Le colonel Kadhafi remet de l’ordre dans la maison Jamahiriya : la rue libyenne montre les dents et il estime qu’il y a péril en la demeure. Et il veut redevenir un leader de la cause arabe qu’il avait un peu délaissée ces derniers temps
Dans son dernier discours devant le Conseil général du Peuple (le Parlement libyen) qui s’est réuni à Syrte du 2 au 5 mars, le colonel Kadhafi a consciencieusement attaqué les Comités populaires. Ces derniers gèrent les affaires du pays excepté la défense, la sécurité, les affaires étrangères, le pétrole et les investissements extérieurs.
Le Guide de la révolution libyenne a tout simplement appelé à y mettre fin car, selon lui, ils n’ont pas rempli leur devoir envers le peuple. En cause ? La dépense de 37 milliards de dollars en trois ans dont les Libyens n’ont pas vu la couleur. En bref, Kadhafi a voulu faire porter le chapeau de l’échec aux Comités révolutionnaires qui constituent pourtant le pilier de son système « jamahiriyen ».
Selon un ancien proche collaborateur du Guide reconverti dans le privé, Kadhafi a clairement senti le vent tourner. Il est, cette fois, convaincu que le mécontentement de la population a atteint son apogée. En cause ? Malgré la flambée du prix du baril de pétrole, le pouvoir d’achat se dégrade et le chômage atteint des niveaux inacceptables. De plus, le Libyen moyen a vite fait de flairer l’embrouille budgétaire. Selon les statistiques officielles, les revenus pétroliers du pays atteignent un petit 40 milliards de dollars pour 2007 alors qu’en 2006, ils étaient de 37 milliards. Or, avec un baril à 80 dollars en moyenne, il est tout bonnement impossible que les revenus pétroliers n’excèdent pas les 40 milliards.
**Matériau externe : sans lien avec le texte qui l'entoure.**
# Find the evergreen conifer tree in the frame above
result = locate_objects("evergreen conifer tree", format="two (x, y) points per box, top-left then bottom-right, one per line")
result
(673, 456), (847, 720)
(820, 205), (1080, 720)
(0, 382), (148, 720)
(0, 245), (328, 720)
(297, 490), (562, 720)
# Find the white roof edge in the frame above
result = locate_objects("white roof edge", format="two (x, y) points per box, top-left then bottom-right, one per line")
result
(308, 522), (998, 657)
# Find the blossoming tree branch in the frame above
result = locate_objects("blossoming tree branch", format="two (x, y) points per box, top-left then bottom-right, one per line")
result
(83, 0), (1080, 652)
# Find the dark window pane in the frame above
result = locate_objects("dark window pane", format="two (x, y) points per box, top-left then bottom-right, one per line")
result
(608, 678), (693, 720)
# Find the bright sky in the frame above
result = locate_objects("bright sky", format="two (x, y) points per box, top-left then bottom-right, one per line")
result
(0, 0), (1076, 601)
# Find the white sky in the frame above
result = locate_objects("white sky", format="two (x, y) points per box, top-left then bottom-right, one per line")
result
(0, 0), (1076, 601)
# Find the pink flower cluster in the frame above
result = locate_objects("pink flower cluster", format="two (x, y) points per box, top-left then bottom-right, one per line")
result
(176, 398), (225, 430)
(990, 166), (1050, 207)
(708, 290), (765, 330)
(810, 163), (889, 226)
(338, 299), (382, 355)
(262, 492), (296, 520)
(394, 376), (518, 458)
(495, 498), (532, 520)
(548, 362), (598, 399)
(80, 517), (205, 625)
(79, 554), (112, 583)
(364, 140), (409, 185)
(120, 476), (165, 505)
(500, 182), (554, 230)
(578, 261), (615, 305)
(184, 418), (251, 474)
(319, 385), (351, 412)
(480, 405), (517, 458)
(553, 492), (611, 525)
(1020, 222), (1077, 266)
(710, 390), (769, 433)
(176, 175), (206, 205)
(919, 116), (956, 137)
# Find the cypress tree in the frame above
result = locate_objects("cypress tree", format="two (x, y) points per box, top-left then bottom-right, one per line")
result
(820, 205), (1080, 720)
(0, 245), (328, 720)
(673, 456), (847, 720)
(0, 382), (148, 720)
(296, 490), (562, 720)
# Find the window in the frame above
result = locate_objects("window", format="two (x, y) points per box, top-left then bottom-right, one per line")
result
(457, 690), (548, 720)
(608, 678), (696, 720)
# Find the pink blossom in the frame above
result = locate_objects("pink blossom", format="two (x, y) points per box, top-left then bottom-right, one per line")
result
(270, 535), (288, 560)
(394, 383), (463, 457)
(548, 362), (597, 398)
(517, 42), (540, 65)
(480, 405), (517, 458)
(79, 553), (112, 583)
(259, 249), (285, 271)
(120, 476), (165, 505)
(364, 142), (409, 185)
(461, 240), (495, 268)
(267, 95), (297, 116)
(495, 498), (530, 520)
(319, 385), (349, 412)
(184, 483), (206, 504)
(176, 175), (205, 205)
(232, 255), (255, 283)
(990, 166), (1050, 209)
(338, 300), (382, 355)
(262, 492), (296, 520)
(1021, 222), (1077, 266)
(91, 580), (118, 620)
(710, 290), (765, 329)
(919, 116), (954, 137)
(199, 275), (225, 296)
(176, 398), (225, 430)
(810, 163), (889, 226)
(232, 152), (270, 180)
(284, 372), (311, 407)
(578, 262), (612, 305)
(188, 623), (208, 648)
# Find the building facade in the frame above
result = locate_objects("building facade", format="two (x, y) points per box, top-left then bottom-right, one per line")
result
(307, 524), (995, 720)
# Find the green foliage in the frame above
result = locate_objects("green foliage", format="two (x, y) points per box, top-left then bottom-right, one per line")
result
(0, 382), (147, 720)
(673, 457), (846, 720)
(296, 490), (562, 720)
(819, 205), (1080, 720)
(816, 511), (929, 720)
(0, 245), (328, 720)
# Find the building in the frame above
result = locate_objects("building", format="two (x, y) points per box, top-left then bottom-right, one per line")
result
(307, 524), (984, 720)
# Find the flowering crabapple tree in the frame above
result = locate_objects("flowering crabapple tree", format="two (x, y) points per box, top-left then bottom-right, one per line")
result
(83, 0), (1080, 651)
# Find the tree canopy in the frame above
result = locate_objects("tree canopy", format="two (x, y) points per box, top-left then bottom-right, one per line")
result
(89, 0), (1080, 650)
Autre problème pour Kadhafi : les langues commencent à se délier. Du plus mauvais effet quand on a toujours joué sur la peur pour faire taire. De sources concordantes à Tripoli, notamment au sein des Comités révolutionnaires, véritable soupape de sécurité du système, on met en garde contre des émeutes à caractère social susceptibles d’éclater à tout moment dans plusieurs régions.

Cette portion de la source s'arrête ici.